The muddy cups which surround the eaves of East House in the Quad are empty and the young have joined their parents. As the boarders go for breakfast, and the first of the day pupils arrives, the Martins gather across the front of the school. This morning, Mrs Russell-Price saw them all rise simultaneously in a great cloud, departing for their own foraging. These are the final feeds before they leave for warmer climes. Last year, they left on the 18th September. We wait to see when it will be this year. I wonder how long it took for the House Martins of 1865 to find a nest site in Woodyer’s new building. When the first Headmaster, Reverend Merriman, chose the Sussex Martlets for the Cranleigh crest, did he realise what an appropriate choice it was for his local patch? Far better than the Onslow crest ? Cranleigh is not a place for choughs!

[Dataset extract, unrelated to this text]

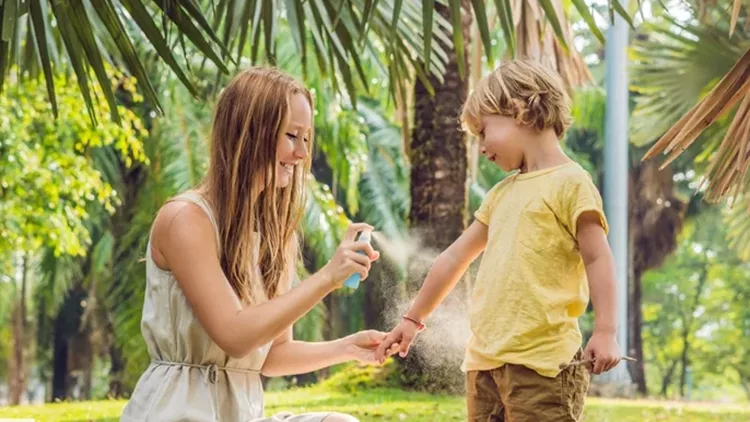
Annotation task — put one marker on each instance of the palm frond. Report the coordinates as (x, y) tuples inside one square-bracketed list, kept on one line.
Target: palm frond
[(699, 54), (384, 190), (542, 32)]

As the Martins gather to leave, I became aware of another gathering last night (7 September). Tawny Owls, quiet for most of the summer, are beginning to sort out their new territories. Now there are not many sounds that I am glad to keep me awake at 2am on a Monday night, but this is one. Contrary to myth, a single owl does not make the sound ‘twit twoo’. This is two owls. The female call is a ‘kivec’ and the male a ‘twoo’. Tawny owls do not always duet and in the trees around Crane House I hear the females more often, especially during the winter, but last night it was most definitely the haunting ‘twoos’ of at least 3 males. Sometimes staying put for a period, then moving off over South Field. I was particularly struck by the rather wheezy hooting of one individual. It was as if the call was not well formed, or he had a hoarse throat, and even though his call was therefore not as loud, he was not going to let that stop him from making his mark, his calls more frequent than the others. It could be that he is a young owl learning to hoot rather like a boy with a breaking voice. I was pleased at least to be able to identify a separate individual. I decided not to wake Amanda and go out with a torch; I will wait until November when I know I can search for them at a more sociable hour.

School is a place of rhythm, of comings and goings, of new hierarchies and fresh gathering. Nature’s pattern is no different.